For anyone who has ever loved someone so completely, with every fiber of their being, but could not…due to circumstances, trajectories in life, space or time…be with them; whose rekindled thoughts, in the quiet reflective times of our lives, still instantly create ripples in our souls which swell into waves and thunder ashore as powerful today as they once were…It’s been 21 years, since I was hugged by you.
It was 1993 and we met by purely by chance in a University class. You were so handsome and outgoing, a stark contrast to my quiet reserved guy self. I became your best friend, but one with a secret; I was gay.
When I finally told you, you still accepted me. Thank You. You ask questions, lots of them. Our relationship changed, you flirted with me and made me blush. You were like a boyfriend in every sense, mentally. United in laughter, humor, our similarities, interests and comfortable acceptance of each other.
And yet, I was painfully aware of the line in the sand you drew, when I finally asked you if you were Bi. And yet you told me, that if you ever decided to try “anything like that, it would have to be with me”.
Then the night you flew your dad’s plane back from visiting the girlfriend, sick from a virus, I took care of you.
Our silent ride to your place, where you remarked “No one cares about me, like you do. Not my mom, not my dad, not (girlfriend name), no one.” The profound silence as you realized this and the most intimate hug you gave me, our bodies pressed together completely as I stared into your eyes, finally after over a year, giving me the one thing in the world that I desired, a small taste of your intimacy. Finally, for an ever so brief moment your feelings shined through, filling me with both love and confusion at the same time. I lean down and kiss your cheek; you do not resist. You just thank me. We linger like this for some time and you make your way up to your apartment.

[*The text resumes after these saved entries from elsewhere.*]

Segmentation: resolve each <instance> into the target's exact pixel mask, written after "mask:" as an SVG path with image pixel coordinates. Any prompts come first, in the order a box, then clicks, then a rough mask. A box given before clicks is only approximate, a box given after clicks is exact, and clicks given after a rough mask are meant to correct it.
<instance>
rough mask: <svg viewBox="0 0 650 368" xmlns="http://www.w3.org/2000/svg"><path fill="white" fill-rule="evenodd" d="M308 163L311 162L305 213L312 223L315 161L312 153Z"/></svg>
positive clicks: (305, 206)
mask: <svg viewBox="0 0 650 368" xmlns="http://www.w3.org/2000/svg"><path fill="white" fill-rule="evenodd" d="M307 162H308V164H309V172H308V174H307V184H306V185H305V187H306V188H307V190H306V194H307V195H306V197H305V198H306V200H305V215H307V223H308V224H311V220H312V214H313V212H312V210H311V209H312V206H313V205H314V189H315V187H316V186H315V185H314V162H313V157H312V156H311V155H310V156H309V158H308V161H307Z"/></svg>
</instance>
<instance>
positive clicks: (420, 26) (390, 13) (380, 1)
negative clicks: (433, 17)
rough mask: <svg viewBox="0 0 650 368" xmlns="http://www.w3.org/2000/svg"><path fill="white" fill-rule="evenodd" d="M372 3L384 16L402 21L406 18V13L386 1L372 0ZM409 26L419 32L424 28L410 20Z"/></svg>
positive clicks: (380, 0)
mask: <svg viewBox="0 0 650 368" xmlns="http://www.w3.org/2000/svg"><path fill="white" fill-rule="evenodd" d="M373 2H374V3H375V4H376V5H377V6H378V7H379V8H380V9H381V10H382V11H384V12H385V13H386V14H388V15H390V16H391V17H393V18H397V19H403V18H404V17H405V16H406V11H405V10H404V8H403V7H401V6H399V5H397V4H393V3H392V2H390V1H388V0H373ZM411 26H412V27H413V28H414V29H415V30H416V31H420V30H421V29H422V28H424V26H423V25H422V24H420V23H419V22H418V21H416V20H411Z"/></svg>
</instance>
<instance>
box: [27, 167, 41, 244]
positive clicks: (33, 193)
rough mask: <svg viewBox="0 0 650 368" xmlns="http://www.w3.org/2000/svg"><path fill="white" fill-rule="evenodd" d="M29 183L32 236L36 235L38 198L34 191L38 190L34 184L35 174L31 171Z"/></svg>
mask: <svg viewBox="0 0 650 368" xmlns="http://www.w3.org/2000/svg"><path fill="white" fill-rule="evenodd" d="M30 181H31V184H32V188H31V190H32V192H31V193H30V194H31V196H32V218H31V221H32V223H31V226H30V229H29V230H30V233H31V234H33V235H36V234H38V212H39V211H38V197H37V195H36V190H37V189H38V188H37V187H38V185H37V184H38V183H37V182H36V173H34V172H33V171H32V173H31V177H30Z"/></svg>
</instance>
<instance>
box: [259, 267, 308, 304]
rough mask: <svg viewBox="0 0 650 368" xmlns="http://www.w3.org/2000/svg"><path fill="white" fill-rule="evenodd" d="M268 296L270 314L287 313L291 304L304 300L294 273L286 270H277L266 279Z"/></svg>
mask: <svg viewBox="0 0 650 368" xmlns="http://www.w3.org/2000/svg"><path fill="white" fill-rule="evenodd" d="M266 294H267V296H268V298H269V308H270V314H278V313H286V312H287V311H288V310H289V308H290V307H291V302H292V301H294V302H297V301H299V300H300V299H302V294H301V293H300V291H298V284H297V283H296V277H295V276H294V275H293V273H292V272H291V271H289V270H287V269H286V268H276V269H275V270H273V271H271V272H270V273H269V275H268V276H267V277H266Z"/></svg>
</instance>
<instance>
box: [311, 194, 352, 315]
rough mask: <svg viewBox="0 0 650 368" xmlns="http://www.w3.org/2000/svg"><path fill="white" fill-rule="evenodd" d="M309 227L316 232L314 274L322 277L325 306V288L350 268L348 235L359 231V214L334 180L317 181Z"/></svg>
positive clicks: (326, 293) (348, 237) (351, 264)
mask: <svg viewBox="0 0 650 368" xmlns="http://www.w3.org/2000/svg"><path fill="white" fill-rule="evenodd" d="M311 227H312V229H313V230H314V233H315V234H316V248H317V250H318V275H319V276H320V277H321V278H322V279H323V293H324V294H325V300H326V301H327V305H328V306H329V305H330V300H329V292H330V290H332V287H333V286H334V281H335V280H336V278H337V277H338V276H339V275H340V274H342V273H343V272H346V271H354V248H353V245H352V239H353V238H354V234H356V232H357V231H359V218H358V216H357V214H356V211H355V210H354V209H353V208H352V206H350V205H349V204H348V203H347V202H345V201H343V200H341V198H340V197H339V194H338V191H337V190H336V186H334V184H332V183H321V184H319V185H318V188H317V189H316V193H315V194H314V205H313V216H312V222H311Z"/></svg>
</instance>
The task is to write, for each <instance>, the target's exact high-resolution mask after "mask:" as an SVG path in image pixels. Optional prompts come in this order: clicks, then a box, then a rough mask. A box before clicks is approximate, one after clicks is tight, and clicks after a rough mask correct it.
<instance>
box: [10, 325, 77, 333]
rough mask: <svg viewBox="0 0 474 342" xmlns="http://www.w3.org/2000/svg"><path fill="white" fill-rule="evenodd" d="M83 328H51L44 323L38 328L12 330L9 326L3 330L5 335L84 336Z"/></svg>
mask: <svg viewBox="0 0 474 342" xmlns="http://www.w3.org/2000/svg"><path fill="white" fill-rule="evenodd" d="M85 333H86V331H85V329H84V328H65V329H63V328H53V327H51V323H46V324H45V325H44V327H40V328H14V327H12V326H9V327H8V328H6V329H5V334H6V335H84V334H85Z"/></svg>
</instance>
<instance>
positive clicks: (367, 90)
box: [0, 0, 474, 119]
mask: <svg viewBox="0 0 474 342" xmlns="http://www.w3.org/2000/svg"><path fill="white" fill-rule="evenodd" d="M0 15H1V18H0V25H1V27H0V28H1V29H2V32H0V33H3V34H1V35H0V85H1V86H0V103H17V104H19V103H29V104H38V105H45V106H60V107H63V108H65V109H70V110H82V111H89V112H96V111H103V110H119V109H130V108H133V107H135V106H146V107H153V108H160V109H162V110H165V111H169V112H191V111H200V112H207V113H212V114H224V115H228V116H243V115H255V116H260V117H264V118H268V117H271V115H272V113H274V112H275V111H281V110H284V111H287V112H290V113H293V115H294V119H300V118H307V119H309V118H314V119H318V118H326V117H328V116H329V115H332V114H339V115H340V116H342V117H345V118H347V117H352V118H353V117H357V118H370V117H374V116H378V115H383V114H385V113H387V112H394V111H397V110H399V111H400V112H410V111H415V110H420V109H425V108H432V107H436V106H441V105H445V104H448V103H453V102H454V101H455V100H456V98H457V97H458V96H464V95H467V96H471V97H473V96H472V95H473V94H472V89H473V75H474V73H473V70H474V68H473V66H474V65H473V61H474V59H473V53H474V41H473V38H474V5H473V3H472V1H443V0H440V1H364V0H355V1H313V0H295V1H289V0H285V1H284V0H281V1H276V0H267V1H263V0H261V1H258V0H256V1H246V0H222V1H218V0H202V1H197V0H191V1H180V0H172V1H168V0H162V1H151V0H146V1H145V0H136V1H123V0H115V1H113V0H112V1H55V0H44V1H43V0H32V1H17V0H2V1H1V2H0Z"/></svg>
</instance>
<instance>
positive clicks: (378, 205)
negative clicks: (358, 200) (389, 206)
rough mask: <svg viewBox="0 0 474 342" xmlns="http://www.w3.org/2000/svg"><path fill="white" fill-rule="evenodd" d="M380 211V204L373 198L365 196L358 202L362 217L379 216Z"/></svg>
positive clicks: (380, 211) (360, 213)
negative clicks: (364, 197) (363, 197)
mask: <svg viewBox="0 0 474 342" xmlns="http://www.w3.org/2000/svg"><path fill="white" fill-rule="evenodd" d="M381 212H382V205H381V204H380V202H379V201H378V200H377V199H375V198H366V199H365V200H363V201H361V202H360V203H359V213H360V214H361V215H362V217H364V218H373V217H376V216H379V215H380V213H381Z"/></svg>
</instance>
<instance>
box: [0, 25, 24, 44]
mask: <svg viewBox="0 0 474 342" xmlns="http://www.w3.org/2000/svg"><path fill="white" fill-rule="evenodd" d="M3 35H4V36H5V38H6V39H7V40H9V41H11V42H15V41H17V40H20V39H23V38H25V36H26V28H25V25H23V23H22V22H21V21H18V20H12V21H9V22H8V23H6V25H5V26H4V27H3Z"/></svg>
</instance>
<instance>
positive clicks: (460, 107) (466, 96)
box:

Why, Jason? Why? Was it your Republican, conservative Father’s approval that you feared losing? Were you to afraid of what you were feeling and the implications, that you were falling for a guy? We could have been so happy together.
I finally distance myself from you. The flirtation, the comments, the subtle innuendos being to much for me, never knowing if you were serious or just playing with me. I move on and try to forget about you, but I’ve always wondered…should I have kissed you that night? Would it have changed things?
Only you know the answer to that one.